Central to SERA (European Seismic Hazard reference model revision), LIQUEFACT (liquefaction risk), and TURNkey (earthquake early warning).
STIFTELSEN NORSAR
Norwegian seismology research foundation specializing in earthquake hazard assessment, early warning systems, and geophysical monitoring across Europe.
Their core work
NORSAR is a Norwegian independent research foundation specializing in seismology, earthquake hazard assessment, and geophysical monitoring. They operate seismic sensor networks, develop models for earthquake risk and ground motion prediction, and provide expertise on how seismic events affect built infrastructure. Their work spans from fundamental seismic monitoring and atmospheric infrasound detection to applied earthquake engineering — helping cities and regions understand and reduce their vulnerability to seismic hazards.
What they specialise in
Coordinated TURNkey, a multi-sensor information system for earthquake-resilient urban societies — their largest project at EUR 1.19M.
Participated in LIQUEFACT, assessing and mitigating liquefaction potential across Europe to protect structures.
Contributed to ARISE2, a European research infrastructure for atmospheric dynamics including infrasound sensor networks.
Participated in both SERA and ARISE2, contributing to pan-European monitoring infrastructure and data-sharing networks.
How they've shifted over time
In their earlier H2020 work (2015–2017), NORSAR contributed as a participant to infrastructure and monitoring projects — atmospheric dynamics (ARISE2), liquefaction assessment (LIQUEFACT), and seismological research infrastructure (SERA), including revision of the European Seismic Hazard reference model for Eurocode 8. By 2019, they stepped up to coordinate TURNkey, their largest project, focused on translating seismic monitoring into actionable urban resilience tools. The shift is clear: from supplying monitoring expertise to leading applied earthquake preparedness solutions.

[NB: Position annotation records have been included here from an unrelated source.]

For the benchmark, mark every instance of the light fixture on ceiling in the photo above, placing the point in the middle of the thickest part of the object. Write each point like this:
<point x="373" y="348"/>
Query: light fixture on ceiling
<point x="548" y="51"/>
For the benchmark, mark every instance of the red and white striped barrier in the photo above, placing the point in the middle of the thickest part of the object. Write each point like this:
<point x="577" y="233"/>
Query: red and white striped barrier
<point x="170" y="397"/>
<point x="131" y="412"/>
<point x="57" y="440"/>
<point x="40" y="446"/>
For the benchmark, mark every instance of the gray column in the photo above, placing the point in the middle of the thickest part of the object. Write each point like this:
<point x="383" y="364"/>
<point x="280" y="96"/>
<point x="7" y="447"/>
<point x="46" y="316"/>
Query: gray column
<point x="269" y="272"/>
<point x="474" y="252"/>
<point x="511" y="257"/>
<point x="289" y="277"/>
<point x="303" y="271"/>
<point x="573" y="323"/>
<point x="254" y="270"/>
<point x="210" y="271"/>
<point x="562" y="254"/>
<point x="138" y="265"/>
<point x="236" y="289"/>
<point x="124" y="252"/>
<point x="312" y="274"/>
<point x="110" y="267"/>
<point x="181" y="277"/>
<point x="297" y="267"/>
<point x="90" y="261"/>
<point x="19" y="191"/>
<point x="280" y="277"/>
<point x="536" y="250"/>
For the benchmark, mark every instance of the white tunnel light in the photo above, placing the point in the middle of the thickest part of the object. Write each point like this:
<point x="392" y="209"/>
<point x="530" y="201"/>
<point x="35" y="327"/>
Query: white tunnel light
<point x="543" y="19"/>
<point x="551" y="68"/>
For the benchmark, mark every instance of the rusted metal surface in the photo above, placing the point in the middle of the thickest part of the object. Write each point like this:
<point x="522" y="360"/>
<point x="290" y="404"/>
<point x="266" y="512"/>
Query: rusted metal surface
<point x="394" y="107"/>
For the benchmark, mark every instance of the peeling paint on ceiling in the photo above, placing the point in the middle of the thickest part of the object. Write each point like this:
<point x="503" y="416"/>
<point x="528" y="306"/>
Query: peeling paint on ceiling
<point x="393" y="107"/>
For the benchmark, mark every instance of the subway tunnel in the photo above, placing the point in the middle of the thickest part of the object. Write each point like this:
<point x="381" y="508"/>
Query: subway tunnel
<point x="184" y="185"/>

NORSAR is moving from pure geophysical monitoring toward integrated, real-time decision-support systems for earthquake-prone cities — a direction relevant to any smart city or disaster risk reduction initiative.
How they like to work
NORSAR mostly joins consortia as a specialist partner (3 of 4 projects), but demonstrated coordination capability with TURNkey, their most ambitious and best-funded project. With 78 unique partners across 23 countries, they maintain a very broad European network rather than relying on a small circle of repeat collaborators. This makes them a well-connected, flexible partner who can plug into large consortia and also step into leadership when the topic aligns with their core seismology expertise.
NORSAR has collaborated with 78 unique partners across 23 countries, indicating a deeply pan-European network concentrated in the seismology, geosciences, and civil engineering research communities. Their reach spans well beyond Scandinavia into Southern and Central Europe where earthquake risk is highest.
What sets them apart
NORSAR occupies a rare niche as an independent, SME-scale research foundation with decades of seismological expertise and direct involvement in shaping the European Seismic Hazard reference model (Eurocode 8 revision). Unlike university departments, they combine scientific credibility with operational agility — small enough to be responsive, authoritative enough to coordinate EU projects. For any consortium needing seismic hazard assessment, earthquake monitoring, or ground-motion expertise, NORSAR brings both the scientific depth and the established European network to deliver.
Highlights from their portfolio
- TURNkeyNORSAR's only coordinated project and largest budget (EUR 1.19M) — a multi-sensor earthquake early warning system for urban resilience, marking their transition from contributor to project leader.
- SERADirectly contributed to revising the European Seismic Hazard reference model for Eurocode 8 — a standard that affects building codes across Europe.
- LIQUEFACTApplied seismology to geotechnical engineering, assessing earthquake-induced soil liquefaction risk to protect structures across Europe (EUR 608K contribution).